For good or for ill, Germany thus presented itself as an intermediary and a power worthy of reckoning, a lesson soon followed by the United States, when Theodore Roosevelt brokered a peace between Japan and Russia after the Russo-Japanese War in 1905. India should take note: it was not a major player in Iranian nuclear talks or the Syrian Civil War, nor has it been asked to play a major role as a mediator in international disputes yet. India often has to play second fiddle to China when seeking economic and infrastructure deals with other countries in Asia or Africa.

Additionally, India should understand the importance of achieving clarity with its foreign policy and choice of partners. There is much to be said about the benefits of not formally entering into alliances with any one bloc of states or maintaining friendly relations with opposing states (such as both Russia and the United States or Iran and Saudi Arabia). However, India should be wary of trying to ally with everyone and then becoming an essentially superfluous member of multiple opposing partnerships; for example, India will soon join the Shanghai Cooperation Organization (SCO), in which China plays a major role, while also recently strengthening its partnership with the United States. India can hardly be geopolitically aligned, in the long run, with what are essentially opposing blocs.
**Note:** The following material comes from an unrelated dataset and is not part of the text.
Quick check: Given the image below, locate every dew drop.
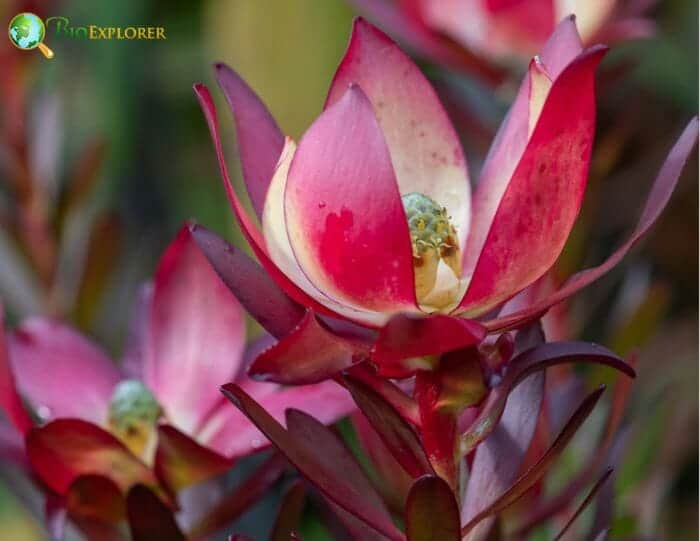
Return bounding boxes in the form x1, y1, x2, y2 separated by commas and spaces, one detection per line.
317, 201, 326, 209
37, 405, 52, 422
In Germany, Bismarck temporarily aligned with different powers for a concrete goal, namely the union of his country, but otherwise knew what he wanted and doubled down on a foreign policy that was in the best interests of his country–keeping France and Russia apart. Even after Bismark, Germany was still the major partner of a relatively stable alliance of central European powers and its goal remained to keep France down–this was clear. On the other hand, Italy drifted from being a junior partner in one alliance to being a junior partner in another alliance and, despite its economic potential and population, it failed to strategically convert this into military efficiency, due to its often corrupt and messy politics.

India needs to decide, then, as a rising power. Does it want to be like Germany, a respected pole which gained influence and power on the world stage soon after its rise? Or remain a secondary power whose alliances and strategy are fluid to the point of superfluity, like Italy?